Michael Sly, the chairman of the NFU sugar board, said he was relieved the application had been granted and that the sector was working to find long-term solutions to virus yellows disease. “Any treatment will be used in a limited and controlled way on sugar beet, a non-flowering crop, and only when the scientific threshold has been independently judged to have been met,” he said.

“Virus yellows disease is having an unprecedented impact on Britain’s sugar beet crop, with some growers experiencing yield losses of up to 80%, and this authorisation is desperately needed to fight this disease. It will be crucial in ensuring that Britain’s sugar beet growers continue to have viable farm businesses.”

When the UK pledged to back the 2018 EU ban on all outdoor uses of thiamethoxam, Michael Gove, then the environment secretary, said: “The weight of evidence now shows the risks neonicotinoids pose to our environment, particularly to the bees and other pollinators which play such a key part in our £100bn food industry, is greater than previously understood … We cannot afford to put our pollinator populations at risk.”

He also wrote in the Guardian: “Unless the evidence base changes again, the government will keep these restrictions in place after we have left the EU.”

The UK, however, has now joined EU countries including Belgium, Denmark and Spain in signing emergency authorisations for its use, according to the Department for Environment, Food and Rural Affairs (Defra).

A similar emergency application for England in 2018 was refused after government pesticide advisers said it would “cause unacceptable effects to bees in flowering crops and flowering plants in field margins”.

It added that it would harm “birds and mammals eating seedlings from treated seed and birds consuming pelleted seed” and risked “adversely impacting populations of aquatic insects”.

Scientists have observed significant declines in some British bee species since 2007, coinciding with the introduction of thiamethoxam, which was previously widely used. Studies suggest that it weakens bees’ immune systems, harms the development of baby bees’ brains and can leave them unable to fly. Another study has found honey samples being contaminated by neonicotinoids.

The proposed use of the pesticide to protect beet crops in the east of England in 2018 was estimated by the government to be worth about £18m. Yields from 2020 are forecast to be down by as much as 25% on previous years, Defra said. The pesticide, sold by the Chinese-owned agrochemical company Syngenta, is advertised as increasing crop yields by 13%.

A Defra spokesperson said: “Emergency authorisations for pesticides are only granted in exceptional circumstances where diseases or pests cannot be controlled by any other reasonable means. Emergency authorisations are used by countries across Europe.

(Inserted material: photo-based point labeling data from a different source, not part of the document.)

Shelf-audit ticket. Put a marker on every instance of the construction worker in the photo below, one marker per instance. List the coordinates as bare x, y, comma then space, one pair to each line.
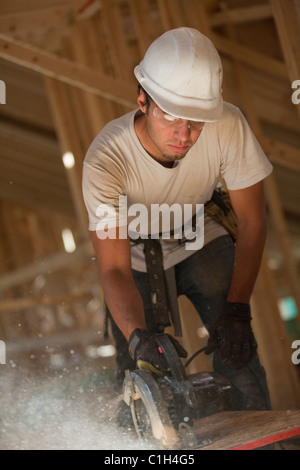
173, 150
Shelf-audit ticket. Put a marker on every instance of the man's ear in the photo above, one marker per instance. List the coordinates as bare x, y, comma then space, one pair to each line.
142, 102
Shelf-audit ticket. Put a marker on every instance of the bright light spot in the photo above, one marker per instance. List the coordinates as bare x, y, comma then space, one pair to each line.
287, 308
202, 332
68, 160
107, 350
68, 240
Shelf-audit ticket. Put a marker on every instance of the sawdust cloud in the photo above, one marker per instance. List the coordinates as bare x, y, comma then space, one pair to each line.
68, 409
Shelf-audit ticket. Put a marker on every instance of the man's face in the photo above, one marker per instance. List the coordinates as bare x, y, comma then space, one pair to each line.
168, 139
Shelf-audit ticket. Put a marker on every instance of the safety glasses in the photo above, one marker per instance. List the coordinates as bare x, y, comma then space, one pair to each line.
172, 121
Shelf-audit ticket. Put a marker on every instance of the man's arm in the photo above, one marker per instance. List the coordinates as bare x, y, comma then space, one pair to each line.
121, 294
249, 206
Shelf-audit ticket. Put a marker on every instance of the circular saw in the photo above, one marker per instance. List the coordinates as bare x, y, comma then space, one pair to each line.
164, 409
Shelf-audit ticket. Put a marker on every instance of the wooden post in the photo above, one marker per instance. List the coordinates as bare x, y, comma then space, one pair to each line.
287, 19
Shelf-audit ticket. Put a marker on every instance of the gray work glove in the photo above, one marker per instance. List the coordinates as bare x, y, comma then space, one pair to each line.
233, 335
145, 350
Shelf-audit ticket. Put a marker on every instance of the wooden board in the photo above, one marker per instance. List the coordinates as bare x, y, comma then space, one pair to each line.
246, 430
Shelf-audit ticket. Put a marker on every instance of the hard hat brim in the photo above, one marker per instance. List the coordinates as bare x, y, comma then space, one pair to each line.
183, 107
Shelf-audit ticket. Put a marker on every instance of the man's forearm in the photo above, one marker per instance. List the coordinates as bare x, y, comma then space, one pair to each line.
124, 302
248, 254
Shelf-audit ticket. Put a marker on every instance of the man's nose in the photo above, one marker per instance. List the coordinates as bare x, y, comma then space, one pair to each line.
183, 129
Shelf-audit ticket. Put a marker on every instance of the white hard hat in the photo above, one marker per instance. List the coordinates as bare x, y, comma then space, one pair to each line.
182, 72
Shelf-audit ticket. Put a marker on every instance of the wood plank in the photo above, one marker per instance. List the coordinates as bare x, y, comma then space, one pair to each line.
287, 19
67, 71
227, 430
241, 15
249, 56
21, 7
44, 265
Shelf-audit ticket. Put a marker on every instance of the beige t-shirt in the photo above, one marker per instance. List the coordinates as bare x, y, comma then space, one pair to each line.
117, 169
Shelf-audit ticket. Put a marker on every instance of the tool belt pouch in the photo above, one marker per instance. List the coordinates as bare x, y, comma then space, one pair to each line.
219, 208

“Pesticides can only be used where we judge there to be no harm to human health and animal health, and no unacceptable risks to the environment. The temporary use of this product is strictly limited to a non-flowering crop and will be tightly controlled to minimise any potential risk to pollinators.”

In the final line of its background statement, Defra added: “Protecting pollinators is a priority for this government.”

This article was amended on 13 January 2021 to make clear that the EU ban on most neonicotinoids prohibited use outdoors.